Is there really a Big Brother ?

I often discuss with customers the suspicion and rumours about Windows XP and other versions of Microsoft or other commercial software being designed to permit eavesdropping by governments. I recently came accross interesting facts in a cryptography discussion.

While Enigmail integration to Mozilla was being discussed, an enhancement proposed in 1999 was brought to light and comment #138 highlights some quotes from the Interception Capabilities 2000 report published by the European Parliament at the time (1999!).
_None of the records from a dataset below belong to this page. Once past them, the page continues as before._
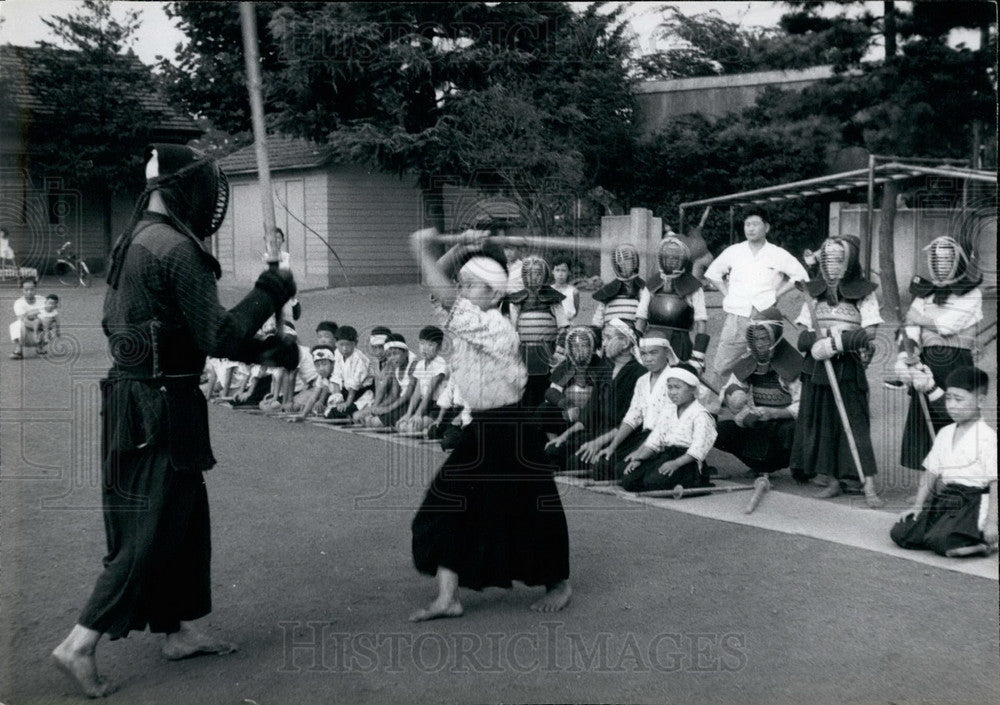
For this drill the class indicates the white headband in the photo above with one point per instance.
(683, 375)
(487, 270)
(322, 354)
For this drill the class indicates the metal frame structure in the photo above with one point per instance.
(892, 168)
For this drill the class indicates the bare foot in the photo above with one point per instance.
(437, 610)
(555, 598)
(81, 668)
(190, 642)
(831, 490)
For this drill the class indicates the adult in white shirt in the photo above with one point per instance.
(25, 330)
(752, 276)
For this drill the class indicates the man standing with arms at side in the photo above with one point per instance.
(752, 276)
(162, 317)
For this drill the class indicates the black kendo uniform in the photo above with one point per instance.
(162, 317)
(820, 445)
(769, 375)
(952, 289)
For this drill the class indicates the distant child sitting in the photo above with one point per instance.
(650, 400)
(391, 400)
(675, 451)
(429, 375)
(48, 319)
(313, 400)
(949, 515)
(560, 282)
(350, 374)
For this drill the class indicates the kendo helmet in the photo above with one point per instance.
(625, 262)
(946, 260)
(581, 344)
(673, 256)
(763, 334)
(534, 272)
(193, 187)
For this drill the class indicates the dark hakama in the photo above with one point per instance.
(156, 572)
(766, 447)
(917, 440)
(820, 446)
(492, 513)
(950, 519)
(647, 476)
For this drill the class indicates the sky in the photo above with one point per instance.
(158, 36)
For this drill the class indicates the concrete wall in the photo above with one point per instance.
(914, 229)
(713, 96)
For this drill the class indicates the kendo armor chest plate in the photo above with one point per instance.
(766, 390)
(671, 310)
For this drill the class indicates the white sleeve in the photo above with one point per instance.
(870, 314)
(959, 313)
(697, 301)
(804, 319)
(703, 435)
(642, 310)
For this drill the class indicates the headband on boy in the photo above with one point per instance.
(322, 354)
(487, 270)
(683, 372)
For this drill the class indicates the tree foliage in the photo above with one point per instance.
(94, 92)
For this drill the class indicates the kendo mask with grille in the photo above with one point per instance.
(581, 344)
(946, 260)
(625, 262)
(534, 272)
(193, 187)
(674, 256)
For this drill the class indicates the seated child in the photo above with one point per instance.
(614, 386)
(48, 319)
(560, 282)
(950, 515)
(763, 395)
(674, 454)
(312, 401)
(429, 375)
(326, 333)
(350, 375)
(649, 401)
(454, 415)
(391, 401)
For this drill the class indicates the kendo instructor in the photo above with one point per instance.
(162, 317)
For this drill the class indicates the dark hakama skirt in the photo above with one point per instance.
(917, 440)
(766, 447)
(492, 513)
(950, 519)
(157, 570)
(821, 446)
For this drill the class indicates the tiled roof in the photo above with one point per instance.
(282, 153)
(18, 64)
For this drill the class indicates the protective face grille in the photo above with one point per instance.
(673, 255)
(534, 272)
(944, 257)
(833, 261)
(761, 341)
(581, 343)
(625, 262)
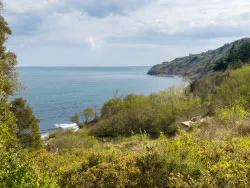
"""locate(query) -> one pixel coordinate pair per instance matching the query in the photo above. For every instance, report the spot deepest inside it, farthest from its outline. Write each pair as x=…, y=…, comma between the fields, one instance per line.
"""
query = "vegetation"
x=15, y=167
x=137, y=140
x=28, y=130
x=195, y=66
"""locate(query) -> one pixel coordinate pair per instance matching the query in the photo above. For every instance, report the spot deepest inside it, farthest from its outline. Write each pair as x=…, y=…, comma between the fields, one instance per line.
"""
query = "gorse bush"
x=153, y=114
x=184, y=161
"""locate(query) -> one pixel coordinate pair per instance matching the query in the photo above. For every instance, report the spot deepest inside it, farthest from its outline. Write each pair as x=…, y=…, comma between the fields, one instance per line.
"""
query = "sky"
x=120, y=32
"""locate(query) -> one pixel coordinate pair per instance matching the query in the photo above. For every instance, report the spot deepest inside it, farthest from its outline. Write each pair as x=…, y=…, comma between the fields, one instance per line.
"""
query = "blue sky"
x=120, y=32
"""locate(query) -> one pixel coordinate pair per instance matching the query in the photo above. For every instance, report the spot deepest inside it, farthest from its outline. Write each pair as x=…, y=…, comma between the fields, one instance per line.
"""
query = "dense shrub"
x=153, y=114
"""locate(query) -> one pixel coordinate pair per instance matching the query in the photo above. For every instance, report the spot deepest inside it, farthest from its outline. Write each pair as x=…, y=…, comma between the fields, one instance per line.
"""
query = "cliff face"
x=194, y=65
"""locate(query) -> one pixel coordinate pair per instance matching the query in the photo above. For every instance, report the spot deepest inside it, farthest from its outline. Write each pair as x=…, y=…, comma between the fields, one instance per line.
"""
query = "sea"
x=57, y=93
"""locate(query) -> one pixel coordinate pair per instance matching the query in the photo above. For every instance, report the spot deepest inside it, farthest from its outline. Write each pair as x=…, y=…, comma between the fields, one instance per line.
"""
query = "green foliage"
x=8, y=61
x=28, y=130
x=235, y=89
x=184, y=161
x=153, y=114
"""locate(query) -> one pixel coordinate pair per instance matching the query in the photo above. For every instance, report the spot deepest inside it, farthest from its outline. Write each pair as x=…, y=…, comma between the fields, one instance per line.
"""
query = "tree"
x=27, y=124
x=88, y=114
x=8, y=61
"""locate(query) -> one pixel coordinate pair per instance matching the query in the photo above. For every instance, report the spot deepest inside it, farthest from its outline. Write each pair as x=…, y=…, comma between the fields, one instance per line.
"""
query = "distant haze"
x=118, y=32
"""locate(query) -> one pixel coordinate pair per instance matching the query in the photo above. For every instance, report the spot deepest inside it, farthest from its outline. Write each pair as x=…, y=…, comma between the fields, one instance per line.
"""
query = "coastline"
x=184, y=78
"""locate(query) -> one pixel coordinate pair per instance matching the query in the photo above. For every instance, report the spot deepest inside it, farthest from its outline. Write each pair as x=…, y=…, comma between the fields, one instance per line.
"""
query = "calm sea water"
x=57, y=93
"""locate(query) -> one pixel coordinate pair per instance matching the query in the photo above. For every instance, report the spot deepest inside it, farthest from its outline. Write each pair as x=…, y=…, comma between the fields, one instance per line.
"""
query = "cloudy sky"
x=120, y=32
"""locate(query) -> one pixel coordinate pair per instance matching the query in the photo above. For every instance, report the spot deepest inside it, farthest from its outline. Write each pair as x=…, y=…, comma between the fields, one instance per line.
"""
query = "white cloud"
x=209, y=22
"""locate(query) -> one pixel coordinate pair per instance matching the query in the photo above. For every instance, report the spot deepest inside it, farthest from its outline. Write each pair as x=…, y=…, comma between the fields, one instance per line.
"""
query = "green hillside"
x=196, y=65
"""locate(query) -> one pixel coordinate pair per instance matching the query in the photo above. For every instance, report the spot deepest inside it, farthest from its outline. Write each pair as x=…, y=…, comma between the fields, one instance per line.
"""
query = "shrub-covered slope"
x=196, y=65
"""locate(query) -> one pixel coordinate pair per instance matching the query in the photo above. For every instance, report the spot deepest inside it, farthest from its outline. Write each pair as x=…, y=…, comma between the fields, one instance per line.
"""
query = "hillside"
x=195, y=65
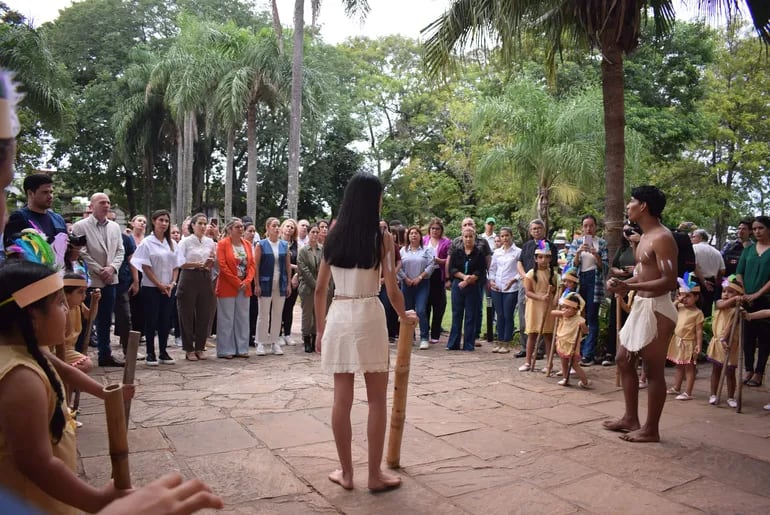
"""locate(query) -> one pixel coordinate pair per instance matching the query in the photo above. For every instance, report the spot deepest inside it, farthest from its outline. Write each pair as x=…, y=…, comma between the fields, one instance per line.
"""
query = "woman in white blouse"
x=503, y=276
x=195, y=298
x=156, y=259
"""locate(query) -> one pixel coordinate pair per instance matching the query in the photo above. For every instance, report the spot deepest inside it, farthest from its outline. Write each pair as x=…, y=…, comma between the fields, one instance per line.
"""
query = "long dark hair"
x=355, y=241
x=167, y=234
x=15, y=275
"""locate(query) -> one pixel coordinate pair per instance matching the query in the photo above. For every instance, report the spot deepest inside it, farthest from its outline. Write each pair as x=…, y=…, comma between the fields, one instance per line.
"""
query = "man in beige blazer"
x=103, y=254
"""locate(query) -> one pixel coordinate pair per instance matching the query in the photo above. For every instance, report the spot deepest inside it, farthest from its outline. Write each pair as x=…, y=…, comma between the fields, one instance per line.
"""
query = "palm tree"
x=550, y=146
x=612, y=27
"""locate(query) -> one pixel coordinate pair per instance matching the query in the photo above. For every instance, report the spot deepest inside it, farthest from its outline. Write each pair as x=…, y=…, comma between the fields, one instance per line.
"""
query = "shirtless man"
x=651, y=322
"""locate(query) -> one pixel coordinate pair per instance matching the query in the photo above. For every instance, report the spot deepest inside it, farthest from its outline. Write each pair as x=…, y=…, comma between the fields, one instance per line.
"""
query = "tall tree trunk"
x=251, y=162
x=295, y=118
x=229, y=173
x=615, y=145
x=277, y=26
x=181, y=213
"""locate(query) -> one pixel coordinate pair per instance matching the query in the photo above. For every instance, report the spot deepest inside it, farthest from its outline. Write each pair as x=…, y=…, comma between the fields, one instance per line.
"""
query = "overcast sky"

Some quotes ought to help us decide which encryption and software to trust:

From the 1940s to date, NSA has undermined the effectiveness of cryptographic systems made or used in Europe.[…]NSA arranged to rig encryption systems sold by Crypto AG, enabling UK / USA agencies to read the coded diplomatic and military traffic of more than 130 countries.[…]The purpose of NSA’s interventions were to ensure that while its coding systems should appear secure to other cryptologists, it was not secure.[…]in 1995, when NSA became concerned about cryptographic security systems being built into Internet and E-mail software by Microsoft, Netscape and Lotus. The companies agreed to adapt their software to reduce the level of security provided to users outside the United States. In the case of Lotus Notes,which includes a secure e-mail system, the built-in cryptographic system.[…]It follows that almost every computer in Europe has, as a built-in standard feature, an NSA workfactor reduction system to enable NSA (alone) to break the user’s code and read secure messages uses a 64 bit encryption key. This provides a medium level of security, which might at present only be broken by NSA in months or years.

Old news ? I think so, but it’s just an example of how governements and corporations can do something different than they tell their citizens and customers.